Dinc Mehmed T, Bardak Ali E, Bahar Furkan, Noronha Craig
Department of Medicine, Boston Medical Center, Boston, MA 02118, United States.
Department of Medicine, St Elizabeth's Medical Center, Boston, MA 02135, United States.
JAMIA Open. 2025 Jun 12;8(3):ooaf055. doi: 10.1093/jamiaopen/ooaf055. eCollection 2025 Jun.
This study aimed to systematically evaluate and compare the diagnostic performance of leading large language models (LLMs) in common and complex clinical scenarios, assessing their potential for enhancing clinical reasoning and diagnostic accuracy in authentic clinical decision-making processes.
Diagnostic capabilities of advanced LLMs (Anthropic's Claude, OpenAI's GPT variants, Google's Gemini) were assessed using 60 common cases and 104 complex, real-world cases from Clinical Problem Solvers' morning rounds. Clinical details were disclosed in stages, mirroring authentic clinical decision-making. Models were evaluated on primary and differential diagnosis accuracy at each stage.

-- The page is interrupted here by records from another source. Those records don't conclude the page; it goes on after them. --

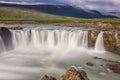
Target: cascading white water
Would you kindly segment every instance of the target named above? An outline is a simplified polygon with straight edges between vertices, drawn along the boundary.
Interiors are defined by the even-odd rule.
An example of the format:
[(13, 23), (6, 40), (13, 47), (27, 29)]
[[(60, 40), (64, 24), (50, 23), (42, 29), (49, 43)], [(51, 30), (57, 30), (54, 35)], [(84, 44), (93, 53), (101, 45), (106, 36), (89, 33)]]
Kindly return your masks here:
[(17, 30), (11, 31), (14, 47), (88, 47), (87, 31)]
[(97, 40), (95, 43), (95, 51), (105, 51), (104, 41), (103, 41), (103, 33), (104, 32), (100, 32), (97, 37)]
[(2, 37), (0, 36), (0, 53), (6, 51)]
[[(89, 54), (88, 31), (32, 29), (11, 30), (11, 33), (13, 46), (18, 48), (0, 54), (0, 80), (39, 80), (44, 74), (54, 75), (59, 79), (58, 76), (63, 75), (70, 66), (85, 69), (91, 80), (120, 79), (119, 74), (108, 72), (108, 68), (104, 66), (101, 68), (101, 64), (108, 62), (94, 59)], [(0, 44), (3, 44), (1, 41), (2, 39)], [(101, 41), (103, 41), (103, 33), (99, 34), (96, 47), (101, 45)], [(86, 49), (84, 50), (83, 47)], [(112, 57), (110, 54), (105, 56), (105, 58), (109, 57), (111, 60), (120, 60), (115, 54), (112, 54)], [(94, 63), (95, 67), (85, 65), (86, 62)]]

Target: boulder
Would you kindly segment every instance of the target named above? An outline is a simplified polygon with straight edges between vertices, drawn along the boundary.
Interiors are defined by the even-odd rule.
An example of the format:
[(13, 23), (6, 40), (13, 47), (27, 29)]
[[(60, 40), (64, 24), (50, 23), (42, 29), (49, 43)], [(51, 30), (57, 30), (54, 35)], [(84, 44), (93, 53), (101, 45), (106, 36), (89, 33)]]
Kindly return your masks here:
[(48, 76), (48, 75), (44, 75), (41, 80), (56, 80), (54, 77), (52, 76)]
[(9, 27), (9, 29), (12, 29), (12, 30), (22, 30), (23, 28), (20, 27), (20, 26), (15, 26), (15, 27)]
[(77, 70), (72, 67), (69, 69), (60, 80), (89, 80), (87, 74), (83, 70)]

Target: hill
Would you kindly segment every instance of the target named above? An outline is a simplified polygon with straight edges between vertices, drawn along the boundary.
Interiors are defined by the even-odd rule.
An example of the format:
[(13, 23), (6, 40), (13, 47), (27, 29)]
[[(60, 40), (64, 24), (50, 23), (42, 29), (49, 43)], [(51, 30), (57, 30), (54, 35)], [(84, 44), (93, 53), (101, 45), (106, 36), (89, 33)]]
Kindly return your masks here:
[(56, 16), (30, 9), (0, 7), (0, 20), (55, 20), (64, 18), (63, 16)]
[(117, 18), (117, 16), (109, 15), (109, 14), (104, 15), (96, 10), (84, 10), (77, 6), (71, 6), (71, 5), (65, 5), (65, 4), (22, 5), (22, 4), (0, 3), (0, 6), (32, 9), (32, 10), (36, 10), (36, 11), (40, 11), (48, 14), (76, 17), (76, 18)]

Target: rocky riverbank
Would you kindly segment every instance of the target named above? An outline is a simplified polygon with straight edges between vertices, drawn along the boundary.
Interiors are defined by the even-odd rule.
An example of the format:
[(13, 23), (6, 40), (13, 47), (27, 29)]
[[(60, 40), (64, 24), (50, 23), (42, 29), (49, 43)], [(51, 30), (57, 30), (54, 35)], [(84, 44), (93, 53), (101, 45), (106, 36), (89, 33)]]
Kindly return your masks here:
[[(43, 76), (40, 80), (57, 80), (52, 76)], [(89, 80), (84, 70), (77, 70), (75, 67), (70, 68), (60, 80)]]
[(94, 46), (98, 34), (104, 32), (104, 44), (107, 51), (120, 55), (120, 31), (117, 30), (91, 30), (89, 31), (89, 45)]

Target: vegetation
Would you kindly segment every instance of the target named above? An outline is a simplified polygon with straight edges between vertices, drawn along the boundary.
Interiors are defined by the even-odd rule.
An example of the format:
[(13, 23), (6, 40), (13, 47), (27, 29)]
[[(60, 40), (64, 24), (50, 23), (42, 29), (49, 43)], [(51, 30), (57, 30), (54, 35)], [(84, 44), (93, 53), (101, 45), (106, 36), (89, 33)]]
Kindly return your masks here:
[(55, 24), (61, 26), (82, 26), (120, 29), (119, 18), (85, 19), (47, 14), (35, 10), (0, 7), (0, 23)]

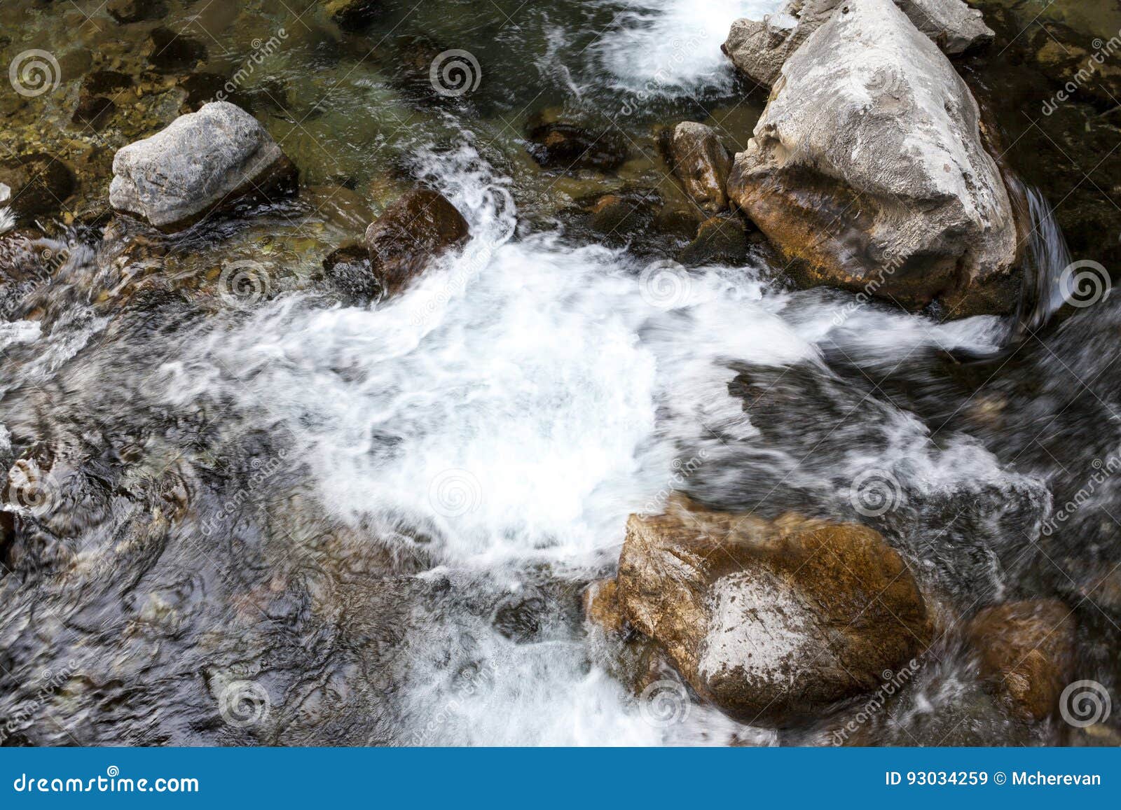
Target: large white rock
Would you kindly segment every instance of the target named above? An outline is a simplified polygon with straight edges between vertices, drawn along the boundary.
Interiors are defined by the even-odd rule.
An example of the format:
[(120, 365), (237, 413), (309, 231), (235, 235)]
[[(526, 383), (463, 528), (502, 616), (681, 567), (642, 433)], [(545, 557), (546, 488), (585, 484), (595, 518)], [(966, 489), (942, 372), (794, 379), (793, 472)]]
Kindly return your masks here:
[(845, 0), (782, 66), (729, 196), (806, 283), (1007, 311), (1017, 226), (979, 119), (891, 0)]
[(109, 202), (176, 231), (243, 197), (291, 190), (295, 176), (257, 119), (215, 101), (117, 152)]
[[(981, 12), (962, 0), (895, 2), (916, 28), (951, 56), (993, 40)], [(769, 87), (794, 52), (842, 4), (843, 0), (789, 0), (781, 11), (761, 20), (735, 20), (723, 50), (738, 69)]]

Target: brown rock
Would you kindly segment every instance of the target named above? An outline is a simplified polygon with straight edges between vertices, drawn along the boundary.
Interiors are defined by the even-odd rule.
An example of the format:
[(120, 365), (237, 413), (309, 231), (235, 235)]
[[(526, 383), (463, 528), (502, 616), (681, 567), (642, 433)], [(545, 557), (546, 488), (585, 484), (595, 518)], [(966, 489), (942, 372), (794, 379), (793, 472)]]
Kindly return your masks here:
[(619, 132), (592, 132), (569, 123), (543, 123), (529, 130), (529, 153), (550, 169), (613, 171), (627, 160), (627, 142)]
[(428, 260), (467, 241), (467, 221), (438, 192), (409, 192), (365, 230), (373, 271), (388, 295), (424, 270)]
[(966, 630), (981, 676), (1017, 714), (1041, 720), (1073, 678), (1073, 611), (1058, 600), (1010, 602), (978, 613)]
[(11, 210), (28, 220), (57, 215), (77, 187), (71, 168), (46, 152), (0, 160), (0, 183), (11, 188)]
[(683, 121), (659, 139), (674, 176), (703, 211), (719, 214), (728, 207), (728, 173), (732, 157), (710, 127)]
[(740, 267), (748, 259), (748, 229), (739, 216), (724, 214), (701, 223), (696, 238), (678, 257), (683, 264)]
[(619, 604), (619, 584), (614, 579), (600, 579), (584, 592), (584, 615), (606, 633), (621, 633), (624, 626), (622, 606)]
[(331, 19), (348, 32), (364, 31), (386, 13), (382, 0), (327, 0)]
[(711, 512), (685, 499), (631, 515), (619, 560), (631, 626), (704, 699), (785, 725), (876, 689), (926, 645), (914, 577), (876, 531)]

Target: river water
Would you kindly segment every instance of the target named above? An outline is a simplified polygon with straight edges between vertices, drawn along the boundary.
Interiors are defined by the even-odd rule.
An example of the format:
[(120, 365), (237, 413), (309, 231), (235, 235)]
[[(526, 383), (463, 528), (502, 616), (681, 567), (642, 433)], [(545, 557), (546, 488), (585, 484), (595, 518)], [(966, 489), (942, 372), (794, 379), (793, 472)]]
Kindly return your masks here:
[[(80, 215), (0, 324), (0, 450), (57, 485), (50, 510), (9, 510), (0, 717), (30, 718), (9, 742), (835, 742), (859, 704), (782, 732), (692, 699), (667, 716), (628, 686), (641, 651), (585, 624), (580, 594), (613, 572), (627, 516), (675, 490), (873, 525), (951, 629), (1060, 596), (1085, 677), (1115, 687), (1115, 484), (1053, 515), (1118, 453), (1121, 313), (1106, 298), (1056, 322), (1071, 257), (1047, 195), (1029, 194), (1027, 330), (799, 291), (756, 249), (685, 269), (680, 244), (596, 235), (572, 201), (678, 194), (655, 123), (704, 120), (742, 147), (765, 100), (719, 44), (777, 3), (386, 3), (361, 35), (315, 9), (168, 6), (226, 75), (282, 26), (239, 90), (305, 192), (115, 263), (147, 243), (126, 229), (110, 248)], [(63, 65), (84, 48), (141, 69), (106, 40), (142, 31), (30, 13), (27, 45)], [(410, 96), (392, 65), (420, 34), (470, 52), (478, 90)], [(76, 91), (12, 112), (9, 143)], [(174, 117), (160, 103), (146, 114)], [(550, 109), (624, 132), (619, 176), (541, 173), (521, 132)], [(112, 147), (133, 125), (82, 137)], [(378, 305), (318, 291), (323, 255), (419, 183), (467, 218), (463, 252)], [(220, 289), (231, 264), (248, 292)], [(982, 689), (956, 639), (859, 741), (1054, 742)], [(231, 688), (249, 690), (248, 719), (223, 710)]]

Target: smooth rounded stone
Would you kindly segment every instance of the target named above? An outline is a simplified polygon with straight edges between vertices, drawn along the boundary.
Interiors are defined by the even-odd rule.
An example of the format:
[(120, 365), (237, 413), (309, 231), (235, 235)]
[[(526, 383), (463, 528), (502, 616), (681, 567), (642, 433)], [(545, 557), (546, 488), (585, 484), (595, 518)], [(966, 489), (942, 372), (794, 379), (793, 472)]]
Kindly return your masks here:
[(1017, 222), (978, 103), (891, 0), (847, 0), (790, 57), (728, 192), (804, 286), (949, 317), (1011, 311)]
[(8, 206), (21, 220), (62, 213), (77, 188), (70, 166), (46, 152), (0, 160), (0, 183), (9, 187)]
[(739, 216), (713, 216), (701, 223), (696, 238), (678, 257), (683, 264), (740, 267), (748, 260), (748, 229)]
[(105, 11), (121, 25), (127, 25), (161, 19), (167, 13), (167, 4), (164, 0), (109, 0)]
[(650, 189), (634, 188), (580, 202), (586, 206), (589, 227), (613, 242), (627, 242), (648, 233), (660, 201)]
[(1073, 680), (1073, 611), (1055, 599), (986, 607), (966, 627), (981, 677), (1022, 717), (1041, 720), (1058, 708)]
[(330, 287), (346, 306), (376, 301), (383, 290), (370, 263), (370, 251), (361, 244), (346, 244), (331, 251), (323, 260), (323, 271), (312, 280)]
[[(962, 0), (895, 0), (911, 24), (946, 54), (957, 56), (992, 43), (995, 34), (976, 9)], [(789, 0), (761, 20), (732, 22), (721, 50), (736, 69), (770, 87), (782, 65), (809, 36), (825, 25), (844, 0)], [(872, 35), (874, 36), (874, 35)]]
[(386, 13), (382, 0), (327, 0), (323, 7), (335, 25), (348, 32), (364, 31)]
[(732, 156), (711, 127), (683, 121), (663, 130), (658, 142), (674, 176), (703, 211), (719, 214), (728, 207), (724, 187)]
[(584, 590), (584, 615), (604, 633), (622, 633), (627, 625), (619, 602), (619, 584), (614, 579), (597, 579)]
[(529, 130), (529, 153), (548, 169), (613, 171), (627, 161), (628, 149), (619, 132), (552, 122)]
[(874, 690), (932, 632), (914, 577), (872, 529), (712, 512), (680, 495), (661, 515), (631, 515), (618, 589), (630, 625), (697, 695), (752, 725)]
[(239, 199), (291, 193), (296, 177), (257, 119), (217, 101), (118, 151), (109, 201), (172, 232)]
[(395, 295), (428, 261), (467, 241), (467, 221), (447, 198), (428, 188), (406, 193), (365, 230), (373, 271)]
[(191, 71), (206, 60), (206, 46), (170, 28), (154, 28), (148, 35), (148, 62), (160, 73)]

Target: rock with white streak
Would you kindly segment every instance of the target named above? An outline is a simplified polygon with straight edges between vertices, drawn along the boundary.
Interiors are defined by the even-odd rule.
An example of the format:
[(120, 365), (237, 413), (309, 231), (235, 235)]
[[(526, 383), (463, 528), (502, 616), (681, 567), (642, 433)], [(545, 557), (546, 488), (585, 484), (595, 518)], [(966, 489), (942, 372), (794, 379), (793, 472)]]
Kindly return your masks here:
[[(770, 87), (786, 60), (842, 4), (843, 0), (789, 0), (781, 11), (761, 20), (735, 20), (722, 49), (740, 72)], [(962, 0), (896, 0), (896, 4), (951, 56), (988, 45), (995, 36), (981, 12)]]
[(724, 186), (732, 157), (716, 132), (703, 123), (683, 121), (665, 130), (659, 140), (666, 161), (693, 202), (710, 214), (728, 208)]
[(296, 168), (257, 119), (215, 101), (117, 152), (109, 202), (173, 232), (217, 207), (295, 185)]
[(765, 521), (675, 497), (631, 515), (617, 598), (703, 699), (782, 726), (873, 691), (929, 634), (900, 556), (855, 523)]
[(846, 0), (789, 58), (728, 193), (806, 286), (1015, 307), (1016, 216), (976, 101), (891, 0)]

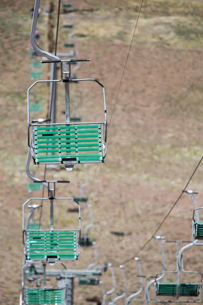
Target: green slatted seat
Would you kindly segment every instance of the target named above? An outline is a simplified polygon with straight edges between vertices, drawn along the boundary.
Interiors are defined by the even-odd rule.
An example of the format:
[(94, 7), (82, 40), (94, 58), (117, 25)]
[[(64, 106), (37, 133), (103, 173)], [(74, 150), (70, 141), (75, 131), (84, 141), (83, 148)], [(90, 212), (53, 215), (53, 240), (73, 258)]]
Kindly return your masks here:
[(41, 78), (42, 76), (42, 72), (31, 71), (29, 75), (31, 79), (35, 79), (35, 78)]
[(42, 106), (40, 104), (31, 104), (29, 105), (30, 111), (41, 111), (42, 110)]
[(24, 300), (26, 305), (63, 305), (62, 288), (25, 288)]
[(71, 122), (80, 122), (82, 120), (82, 117), (73, 116), (73, 117), (71, 117), (70, 120)]
[[(74, 43), (64, 43), (63, 45), (63, 46), (65, 47), (65, 48), (74, 48), (75, 47), (75, 44)], [(73, 62), (72, 63), (71, 63), (71, 64), (73, 64), (73, 63), (75, 63), (74, 62)]]
[(28, 260), (77, 259), (77, 231), (27, 231)]
[(104, 125), (33, 125), (30, 148), (34, 164), (61, 163), (73, 167), (76, 163), (104, 163)]
[(73, 7), (73, 4), (63, 4), (62, 6), (64, 9), (69, 9)]
[(74, 25), (73, 24), (63, 24), (63, 27), (65, 28), (73, 28)]
[(40, 225), (39, 224), (29, 224), (29, 230), (39, 230), (40, 229)]
[(42, 189), (42, 185), (40, 183), (33, 183), (29, 182), (27, 184), (27, 190), (28, 193), (32, 191), (41, 191)]
[(99, 280), (97, 278), (80, 279), (79, 280), (79, 285), (98, 285), (99, 283)]
[[(180, 296), (198, 296), (199, 294), (200, 284), (196, 283), (181, 283)], [(156, 283), (156, 295), (175, 296), (177, 291), (176, 283)]]
[(195, 239), (203, 239), (203, 222), (196, 222), (194, 224)]
[(87, 202), (88, 197), (74, 197), (74, 199), (78, 202)]
[(41, 68), (42, 63), (41, 62), (37, 62), (36, 60), (31, 62), (30, 67), (31, 68)]

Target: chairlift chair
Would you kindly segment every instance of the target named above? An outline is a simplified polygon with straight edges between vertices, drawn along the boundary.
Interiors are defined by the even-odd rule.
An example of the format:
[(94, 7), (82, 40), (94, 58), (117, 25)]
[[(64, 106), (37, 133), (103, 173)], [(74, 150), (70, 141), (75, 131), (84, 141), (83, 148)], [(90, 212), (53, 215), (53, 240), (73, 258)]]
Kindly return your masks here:
[(86, 277), (79, 279), (79, 285), (95, 285), (99, 284), (99, 278), (97, 277)]
[[(203, 243), (199, 240), (203, 239), (203, 222), (199, 221), (198, 217), (198, 211), (201, 210), (203, 207), (198, 207), (193, 210), (192, 216), (192, 241), (195, 246), (203, 246)], [(196, 214), (198, 219), (195, 220), (195, 214)]]
[[(178, 249), (177, 244), (180, 241), (177, 241), (177, 249)], [(163, 260), (163, 271), (157, 273), (155, 280), (151, 281), (146, 289), (146, 294), (149, 301), (154, 302), (167, 303), (167, 302), (182, 302), (182, 303), (200, 303), (202, 301), (202, 274), (199, 272), (196, 271), (186, 271), (183, 268), (183, 253), (187, 249), (193, 246), (192, 242), (183, 247), (179, 252), (177, 251), (177, 269), (175, 271), (166, 271), (165, 262)], [(163, 247), (162, 246), (162, 249)], [(181, 270), (182, 266), (182, 270)], [(184, 283), (180, 282), (181, 271), (185, 273), (190, 274), (198, 274), (200, 276), (201, 279), (198, 282)], [(177, 282), (163, 282), (160, 280), (167, 274), (177, 274)], [(155, 297), (152, 299), (150, 295), (150, 286), (154, 283), (155, 286)], [(200, 295), (200, 298), (195, 299), (193, 298), (198, 297)], [(173, 299), (163, 300), (157, 299), (157, 296), (171, 296), (174, 297), (175, 298)], [(185, 297), (184, 299), (182, 297)], [(179, 300), (179, 297), (181, 300)]]
[[(86, 60), (86, 59), (85, 59)], [(64, 61), (83, 61), (67, 59)], [(60, 62), (64, 60), (56, 60)], [(46, 60), (46, 62), (55, 62)], [(62, 65), (61, 65), (62, 69)], [(63, 72), (61, 70), (61, 76)], [(61, 80), (65, 80), (62, 78)], [(69, 81), (75, 80), (69, 79)], [(28, 90), (28, 145), (34, 164), (63, 164), (67, 170), (72, 170), (76, 164), (104, 163), (107, 151), (107, 115), (105, 90), (104, 86), (94, 79), (81, 79), (77, 81), (93, 81), (103, 90), (105, 120), (100, 122), (40, 124), (31, 123), (29, 115), (29, 91), (36, 83), (54, 81), (37, 81)], [(30, 129), (31, 128), (31, 138)], [(50, 153), (50, 154), (49, 154)]]
[[(48, 181), (55, 182), (56, 181)], [(53, 191), (53, 190), (51, 190)], [(50, 195), (51, 194), (51, 195)], [(51, 196), (52, 195), (52, 196)], [(38, 230), (30, 228), (30, 220), (36, 208), (41, 206), (28, 205), (31, 201), (49, 200), (50, 203), (50, 229)], [(72, 200), (79, 206), (79, 228), (71, 230), (57, 230), (54, 228), (53, 207), (59, 201)], [(31, 208), (26, 222), (25, 220), (25, 208)], [(54, 191), (50, 193), (49, 187), (48, 196), (46, 198), (29, 198), (23, 206), (23, 240), (24, 253), (27, 261), (47, 261), (54, 264), (58, 260), (77, 260), (80, 253), (81, 217), (80, 206), (72, 198), (58, 198), (55, 196)]]
[[(31, 44), (40, 55), (50, 59), (42, 61), (42, 63), (58, 63), (60, 65), (61, 77), (59, 79), (37, 81), (27, 90), (28, 145), (30, 149), (34, 164), (62, 164), (67, 170), (72, 170), (76, 164), (104, 163), (107, 151), (107, 114), (105, 87), (98, 80), (93, 78), (75, 79), (71, 78), (71, 63), (74, 62), (89, 61), (89, 59), (61, 60), (58, 56), (42, 50), (37, 45), (35, 40), (35, 31), (40, 4), (40, 0), (36, 0), (30, 31)], [(69, 64), (68, 68), (66, 63)], [(78, 67), (79, 65), (77, 65), (73, 69), (74, 74)], [(102, 87), (105, 110), (104, 121), (70, 123), (69, 83), (84, 81), (96, 82)], [(48, 118), (39, 118), (30, 121), (30, 89), (39, 83), (60, 81), (64, 82), (65, 86), (64, 121), (59, 124), (43, 124), (50, 121), (50, 117)], [(37, 124), (36, 124), (35, 123)]]
[[(65, 288), (47, 287), (46, 286), (46, 273), (44, 272), (43, 287), (30, 288), (25, 285), (25, 272), (29, 263), (26, 263), (22, 267), (22, 292), (20, 297), (20, 305), (64, 305), (65, 302)], [(44, 270), (45, 266), (44, 265)]]

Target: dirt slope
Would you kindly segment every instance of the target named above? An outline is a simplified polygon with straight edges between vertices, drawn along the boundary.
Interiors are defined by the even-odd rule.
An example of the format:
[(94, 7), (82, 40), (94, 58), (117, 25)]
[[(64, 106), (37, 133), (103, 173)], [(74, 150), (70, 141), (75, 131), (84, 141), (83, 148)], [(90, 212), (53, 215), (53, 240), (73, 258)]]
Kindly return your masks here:
[[(0, 36), (3, 131), (0, 139), (0, 298), (7, 305), (18, 303), (23, 258), (21, 208), (29, 196), (24, 167), (27, 149), (26, 90), (31, 84), (28, 80), (27, 49), (32, 3), (14, 3), (7, 0), (0, 4), (0, 26), (4, 29)], [(80, 10), (75, 15), (80, 55), (92, 59), (81, 66), (78, 74), (97, 78), (105, 85), (111, 119), (106, 163), (88, 166), (90, 185), (87, 193), (90, 193), (95, 217), (92, 233), (97, 241), (100, 263), (111, 262), (118, 265), (132, 256), (152, 236), (201, 157), (203, 6), (201, 2), (194, 1), (144, 2), (111, 117), (139, 2), (95, 1), (92, 6), (91, 2), (78, 0), (74, 4)], [(43, 4), (42, 8), (45, 6)], [(82, 11), (91, 8), (93, 12)], [(44, 40), (45, 17), (40, 18)], [(66, 18), (61, 15), (61, 23)], [(61, 51), (64, 51), (63, 44), (66, 37), (61, 29)], [(41, 41), (42, 45), (44, 42)], [(83, 118), (102, 118), (100, 90), (83, 84), (80, 87), (83, 92), (80, 110)], [(43, 89), (40, 93), (43, 97)], [(60, 122), (64, 100), (62, 85), (58, 98)], [(44, 97), (43, 101), (46, 109)], [(42, 178), (43, 167), (36, 170)], [(201, 165), (188, 186), (199, 191), (200, 206), (202, 174)], [(78, 194), (80, 181), (86, 180), (85, 171), (79, 166), (69, 173), (50, 170), (47, 178), (70, 179), (67, 196)], [(60, 190), (59, 194), (63, 195), (64, 191)], [(188, 195), (183, 195), (158, 233), (167, 239), (190, 240), (193, 208)], [(88, 217), (83, 209), (83, 228)], [(68, 215), (67, 218), (71, 221)], [(62, 218), (63, 216), (61, 221)], [(113, 235), (112, 231), (123, 232), (124, 236)], [(174, 267), (175, 253), (171, 245), (166, 247), (169, 269)], [(139, 254), (143, 274), (154, 275), (161, 270), (157, 249), (156, 242), (152, 241)], [(201, 254), (201, 247), (188, 251), (184, 257), (186, 268), (202, 271)], [(67, 266), (85, 267), (91, 260), (90, 250), (83, 249), (78, 262)], [(130, 261), (126, 264), (128, 288), (131, 290), (138, 285), (134, 264)], [(116, 273), (121, 287), (118, 269)], [(102, 279), (105, 290), (109, 289), (109, 271)], [(84, 298), (92, 293), (91, 287), (78, 287), (76, 284), (76, 304), (84, 304)], [(94, 295), (100, 294), (100, 288), (94, 288)]]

Advanced LLMs showed high diagnostic accuracy (>90%) in common scenarios, with Claude 3.7 achieving perfect accuracy (100%) in certain conditions. In complex cases, Claude 3.7 achieved the highest accuracy (83.3%) at the final diagnostic stage, significantly outperforming smaller models. Smaller models notably performed well in common scenarios, matching the performance of larger models.
This study evaluated leading LLMs for diagnostic accuracy using staged information disclosure, mirroring real-world practice. Notably, Claude 3.7 Sonnet was the top performer. Employing a novel LLM-based evaluation method for large-scale analysis, the research highlights artificial intelligence's (AI's) potential to enhance diagnostics. It underscores the need for useful frameworks to translate accuracy into clinical impact and integrate AI into medical education.
Leading LLMs show remarkable diagnostic accuracy in diverse clinical cases. To fully realize their potential for improving patient care, we must now focus on creating practical implementation frameworks and translational research to integrate these powerful AI tools into medicine.
本研究旨在系统评估和比较领先的大语言模型(LLMs)在常见和复杂临床场景中的诊断性能,评估它们在真实临床决策过程中增强临床推理和诊断准确性的潜力。
使用来自临床问题解决者早查房的60个常见病例和104个复杂的真实世界病例,评估先进大语言模型(Anthropic公司的Claude、OpenAI公司的GPT变体、谷歌的Gemini)的诊断能力。临床细节分阶段披露,模拟真实临床决策。在每个阶段对模型的初步诊断和鉴别诊断准确性进行评估。
先进的大语言模型在常见场景中显示出较高的诊断准确性(>90%),Claude 3.7在某些情况下达到了完美准确性(100%)。在复杂病例中,Claude 3.7在最终诊断阶段达到了最高准确性(83.3%),显著优于较小的模型。较小的模型在常见场景中表现出色,与较大模型的性能相当。
本研究使用分阶段信息披露评估了领先的大语言模型的诊断准确性,模拟了实际临床实践。值得注意的是,Claude 3.7 Sonnet表现最佳。该研究采用了一种基于大语言模型的新型评估方法进行大规模分析,突出了人工智能(AI)在增强诊断方面的潜力。它强调了需要有用的框架将准确性转化为临床影响,并将AI整合到医学教育中。
领先的大语言模型在各种临床病例中显示出显著的诊断准确性。为了充分实现它们改善患者护理的潜力,我们现在必须专注于创建实际应用框架和转化研究,以将这些强大的AI工具整合到医学中。